I agree with Rosiesmum, the tar like stool you are describing should be checked out by your vet as soon as possible. That is very worrisome. I'll say a prayer for your little one, please keep us posted!


----------



## kimmiek915 (Oct 4, 2005)

I would agree to take your baby to the vet. It's always a good idea to get a new puppy checked by your own vet as opposed to the breeder's vet.


----------



## apun3 (Dec 21, 2008)

Thanks for the great advices! Maggie is doing ok so far. I did get some Nutrical and I'm currently switching her food. Her stools are still runny but lighter in color and she is drinking water really good. She is very tiny, about 1 lb., and very fragile so I don't know if she will eat hard food. I can try to blend hard and soft to get her use to kibbles. I think once I get her on the right track with her food she should do even better.


----------



## Abbey'sMommie (Dec 11, 2008)

when i got my baby she only weight 1.2lbs and she would eat kibble if i put some water in it


----------



## BABY BABS (Feb 5, 2008)

Tar like stools are definitely one of those things that you should see your vet about right away. I would worry about the honey. They don't want us to feed it to our youn children because of the bacteria in it. When you're at you vet ask him about it. A little bit of water should help introduce the kibble to her and if she doesn't seem to be interested, you can try heating it up.

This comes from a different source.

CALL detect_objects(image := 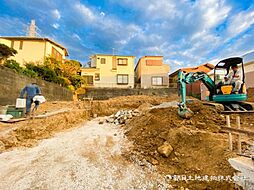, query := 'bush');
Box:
[23,68,38,78]
[4,59,23,73]
[4,58,85,91]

That brings the scents out more and tends to be more desirable to puppies who are just weaned from mom's milk.


----------



## ahra1284 (Sep 3, 2008)

i would still take your pup to the vet even if she seems to be doing well. at this point they need a fecal sample anyway so it's probably a good time to take your puppy to the vet to have everything checked out. with these little ones you really don't want to take any chances. good luck and i hope she feels better!


----------



## * Bailey & Kahlua's Mom * (Nov 10, 2008)

Bailey was 1 pound when I got him, he was already eating kibble mixed with water to make a gravy, when we brought him home.

He was the size of my palm, could fit easily in my hubby's shirt pocket! Believe me, he was tiny! They can eat kibble as soon as they are weaned. Just mix it with water to make it a bit softer for her.

They are tiny and fragile, but you would be surprised what all they can do!


----------



## catz4m8z (Aug 28, 2008)

Why is honey bad? I know it has anti-bacterial properties and is used nowadays in wound dressings. However I also hope her poops get better. If she does black tar-like stools again (and malaena has a very distinctive odour!) do take her to the vets along with a poo sample.
Hope she eats better soon. Have you tried crushing some kibble, mixing with warm water then gradually increasing the size of the pieces?


----------



## Chico's Mum (Sep 9, 2008)

I also agree with *Rosiesmum* You need to take your little on to the vet. 
As for the food. Change to dry food. 
This link is a good place to find out the best dry food. 
6 and 5 are the best. 
www.dogfoodanalysis.com/

For 2 weeks mix the dray food with the food your giving her now. Or mix the dray food with water. 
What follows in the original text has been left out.